Dorr Mountain Hike
As I mentioned last week-end in one of my posts, I hiked up Dorr mountain, which at 1270 feet (390 meters) is the third highest peak on Mount Desert Island. Now as mountains go, that isn’t very big, but keep in mind that you begin these hike at or near sea level so it provides sufficient challenge, especially to a relative novice like me.
There are numerous ways to reach the summit of Dorr. Two of the approaches involve long staircases of stone carved into the mountainside; trails designed by the earliest trail designers and builders. These designers included George Dorr, considered the “father of Acadia”. He was one of the first wealthy “rusticators” (as they were referred to) whose family vacationed on the island. He was a lifelong bachelor and in the end used most of his family’s fortune in the pursuit of securing Acadia’s future as a National Park. So it seems only fitting that he have a mountain named after him!
The trail I decided to take is called the “North Ridge Trail”, and avoids those pesky ladders attached to boulders that send me straight into an anxiety attack. The trail while steep was not as daunting in terms of technical difficulty as the ascent I made up Pemetic a few weeks ago. The first section of the trail follows the fire road through old growth Hemlock forest. I saw some fallen trees that had to be sawed in order to keep the fire road clear, and had to wonder just how old those trees were and what they had been witness to over the years.
Within 20 yards of leaving the fire road and heading up the North Ridge Trail, the trail becomes rock to rock stepping, climbing the whole way. A “huffer and puffer” for sure as one of my friends describes these mountain hikes. Along the way, I saw wild blueberries and a shrub that looked to be in the rhododendron family blooming.
The trees had really pushed their leaves during the past week, and my sping allergies weren’t helping my breathing any (that’s my excuse and I’m working it all the way). As I paused to look behind me, I was amazed at how green the valley had become, seemingly overnight!
As you can see from the photo above, a cruise ship (and that’s one of the smaller ones) looms large in the harbor. They will be a routine sight from now until the end of October. The next photo gives you a different perspective of the harbor and valley from the summit of Dorr, and gives you some idea of how steep the ascent was.

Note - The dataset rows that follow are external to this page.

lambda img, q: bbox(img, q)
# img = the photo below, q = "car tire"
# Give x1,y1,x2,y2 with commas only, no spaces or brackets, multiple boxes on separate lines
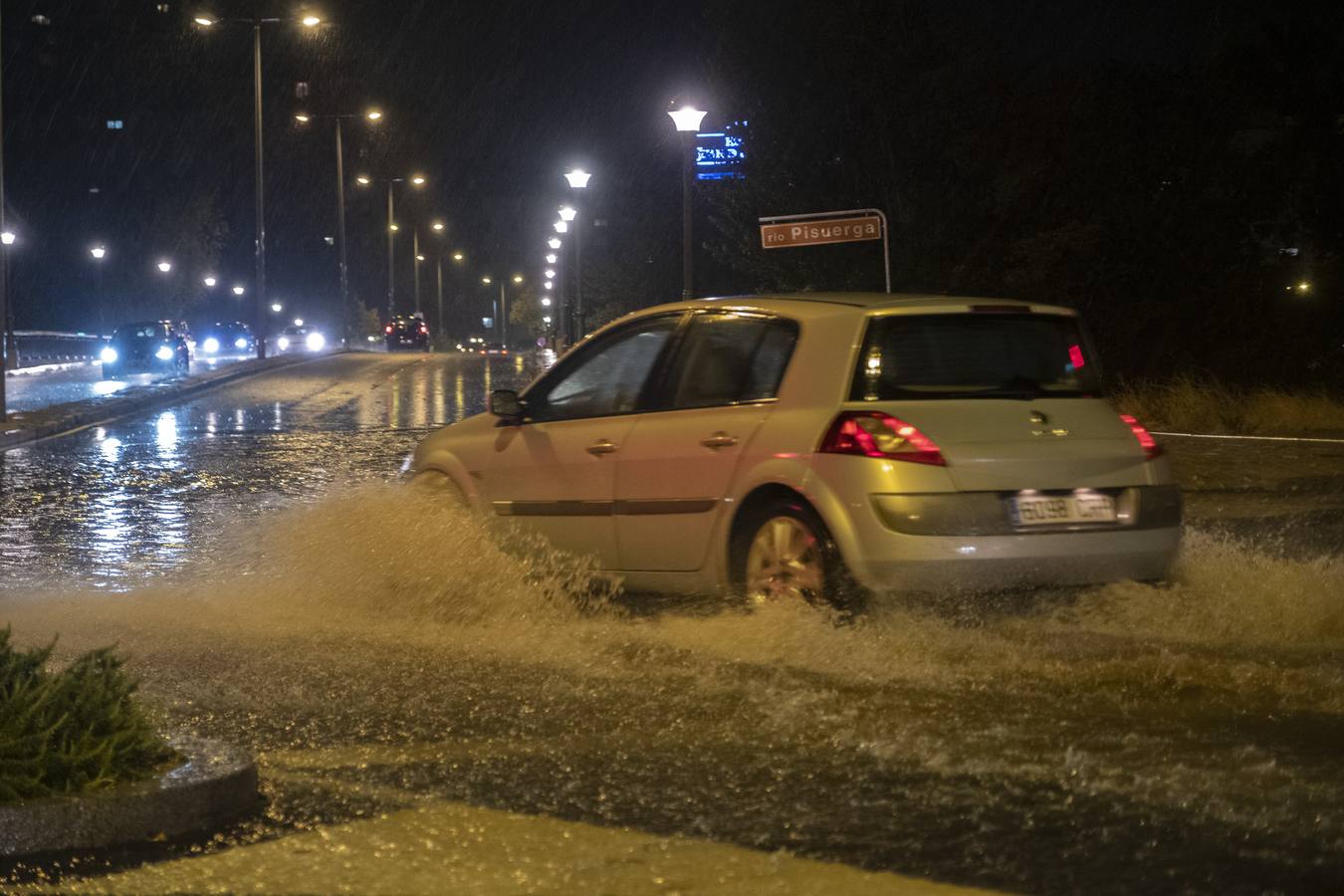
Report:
729,497,868,618
410,470,472,511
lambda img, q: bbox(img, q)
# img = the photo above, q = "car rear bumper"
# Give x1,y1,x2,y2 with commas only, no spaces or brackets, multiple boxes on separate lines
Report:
841,485,1182,591
849,527,1180,591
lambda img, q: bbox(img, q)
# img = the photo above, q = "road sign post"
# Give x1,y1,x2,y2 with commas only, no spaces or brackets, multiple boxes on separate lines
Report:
757,208,891,293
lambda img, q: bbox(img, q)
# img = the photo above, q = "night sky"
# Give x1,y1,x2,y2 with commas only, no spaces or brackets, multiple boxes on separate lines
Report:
3,0,1344,375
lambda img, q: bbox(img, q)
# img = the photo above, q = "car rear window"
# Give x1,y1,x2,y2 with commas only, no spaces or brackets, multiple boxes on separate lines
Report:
849,312,1101,401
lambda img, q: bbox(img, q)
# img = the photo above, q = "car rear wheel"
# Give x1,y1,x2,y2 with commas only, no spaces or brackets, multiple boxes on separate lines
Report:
733,499,863,614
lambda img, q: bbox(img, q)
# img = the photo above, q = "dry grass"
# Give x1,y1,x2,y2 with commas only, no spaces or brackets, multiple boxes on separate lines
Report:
1114,376,1344,435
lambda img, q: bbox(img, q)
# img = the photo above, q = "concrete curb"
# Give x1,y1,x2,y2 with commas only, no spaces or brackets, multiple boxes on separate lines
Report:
0,738,261,858
0,349,333,451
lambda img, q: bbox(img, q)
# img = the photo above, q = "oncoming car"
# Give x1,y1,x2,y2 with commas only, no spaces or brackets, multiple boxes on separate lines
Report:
196,321,257,357
383,316,429,352
410,293,1182,608
276,324,327,352
100,321,191,379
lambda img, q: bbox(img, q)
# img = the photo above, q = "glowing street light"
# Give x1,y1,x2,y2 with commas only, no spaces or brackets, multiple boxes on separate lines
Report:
668,107,707,299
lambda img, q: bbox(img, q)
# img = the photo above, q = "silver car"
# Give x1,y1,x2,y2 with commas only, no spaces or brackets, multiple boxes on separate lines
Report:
411,293,1182,607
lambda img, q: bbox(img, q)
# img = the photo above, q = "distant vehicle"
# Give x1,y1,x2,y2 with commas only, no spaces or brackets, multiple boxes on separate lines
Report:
410,293,1182,611
276,326,327,353
383,316,429,352
196,321,257,357
100,321,191,380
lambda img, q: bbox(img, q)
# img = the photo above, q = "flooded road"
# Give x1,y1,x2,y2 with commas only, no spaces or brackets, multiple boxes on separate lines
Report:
0,354,1344,893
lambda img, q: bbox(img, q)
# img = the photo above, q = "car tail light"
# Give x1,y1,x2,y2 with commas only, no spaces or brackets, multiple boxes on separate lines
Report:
820,411,948,466
1120,414,1163,461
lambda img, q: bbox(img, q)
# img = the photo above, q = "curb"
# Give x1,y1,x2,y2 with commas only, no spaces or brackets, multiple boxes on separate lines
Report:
0,349,333,453
0,738,261,858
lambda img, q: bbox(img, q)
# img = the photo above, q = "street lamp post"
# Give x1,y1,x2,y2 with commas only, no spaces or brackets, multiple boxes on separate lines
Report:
354,174,425,320
564,168,592,338
89,243,108,336
668,107,706,300
295,109,383,339
195,15,322,357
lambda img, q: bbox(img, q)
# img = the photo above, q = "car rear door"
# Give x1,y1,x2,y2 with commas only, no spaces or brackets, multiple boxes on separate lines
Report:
615,312,798,572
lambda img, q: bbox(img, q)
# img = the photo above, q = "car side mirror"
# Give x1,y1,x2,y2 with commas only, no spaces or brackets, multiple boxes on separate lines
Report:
489,389,523,426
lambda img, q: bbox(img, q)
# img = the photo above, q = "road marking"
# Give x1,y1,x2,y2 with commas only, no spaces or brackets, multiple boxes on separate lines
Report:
1153,431,1344,445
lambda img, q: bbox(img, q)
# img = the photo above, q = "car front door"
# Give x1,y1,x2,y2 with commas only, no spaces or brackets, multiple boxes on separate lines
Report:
483,313,681,568
615,312,798,572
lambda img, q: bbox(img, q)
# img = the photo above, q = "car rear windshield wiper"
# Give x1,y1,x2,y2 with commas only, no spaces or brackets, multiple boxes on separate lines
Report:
972,376,1059,401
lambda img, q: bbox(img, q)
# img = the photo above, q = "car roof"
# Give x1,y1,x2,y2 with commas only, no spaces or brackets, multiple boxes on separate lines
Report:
623,293,1076,319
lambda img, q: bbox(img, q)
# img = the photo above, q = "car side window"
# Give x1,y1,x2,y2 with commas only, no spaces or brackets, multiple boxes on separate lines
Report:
664,313,798,410
527,315,681,422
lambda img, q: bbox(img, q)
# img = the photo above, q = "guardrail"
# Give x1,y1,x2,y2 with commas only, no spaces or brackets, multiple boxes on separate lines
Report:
8,331,107,369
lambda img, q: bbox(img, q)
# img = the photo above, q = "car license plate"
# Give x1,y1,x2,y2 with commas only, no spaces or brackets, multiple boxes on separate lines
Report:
1008,495,1116,526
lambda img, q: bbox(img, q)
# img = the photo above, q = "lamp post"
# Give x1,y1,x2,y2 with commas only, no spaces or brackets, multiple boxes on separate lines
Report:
195,15,323,357
668,107,707,300
0,5,6,413
561,168,592,337
429,220,448,335
295,109,383,339
89,243,108,336
354,174,425,320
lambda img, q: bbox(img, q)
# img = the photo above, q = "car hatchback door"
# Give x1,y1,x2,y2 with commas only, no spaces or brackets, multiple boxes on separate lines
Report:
615,312,798,572
483,313,681,568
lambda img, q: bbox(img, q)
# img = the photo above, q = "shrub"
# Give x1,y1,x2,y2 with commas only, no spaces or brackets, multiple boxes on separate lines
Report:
1116,374,1344,435
0,627,173,802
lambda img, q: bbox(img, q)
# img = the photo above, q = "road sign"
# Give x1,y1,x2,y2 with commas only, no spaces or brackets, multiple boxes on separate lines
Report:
757,208,891,293
761,215,882,249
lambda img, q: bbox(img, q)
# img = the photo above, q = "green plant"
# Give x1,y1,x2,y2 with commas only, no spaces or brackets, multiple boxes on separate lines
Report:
0,627,173,802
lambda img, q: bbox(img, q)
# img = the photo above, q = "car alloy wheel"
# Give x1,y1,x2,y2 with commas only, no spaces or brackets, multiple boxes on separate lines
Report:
746,516,825,603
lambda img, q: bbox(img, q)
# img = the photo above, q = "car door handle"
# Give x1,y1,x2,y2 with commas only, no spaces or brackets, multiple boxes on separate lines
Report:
700,430,738,451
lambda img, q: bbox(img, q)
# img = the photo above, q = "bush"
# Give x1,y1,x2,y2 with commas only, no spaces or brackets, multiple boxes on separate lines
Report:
1116,374,1344,435
0,627,173,802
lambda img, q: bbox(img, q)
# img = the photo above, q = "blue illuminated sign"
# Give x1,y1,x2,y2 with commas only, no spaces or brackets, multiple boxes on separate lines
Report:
695,129,746,180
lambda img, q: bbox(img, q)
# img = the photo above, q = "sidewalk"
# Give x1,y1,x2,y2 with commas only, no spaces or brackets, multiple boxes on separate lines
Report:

Cadillac mountain sits just to the west of Dorr and a long, deep gorge seperate the two. Cadillac, the tallest peak on the island rises an additional 250 feet (76 meters) above Dorr. Here is a shot looking across the top of Dorr toward Cadillac. I could see the reflection of the sun bouncing off car rooftops as they drove (the nerve of them) up Cadillac.
This was one of the calmest days (breeze wise), that I’ve had on the island; and as the temperature rose to 75 degrees (24 c), I was longing for that wind. I didn’t linger too long at the summit, as I was eager for the relative cool of the forest below. Going down sure was alot easier than going up and I enjoyed spectacular views until I hit the tree line.
THANK YOU MR. DORR!! Your dedication and generosity have allowed millions of people to enjoy this beautiful place. Thank you for sharing your mountain with me.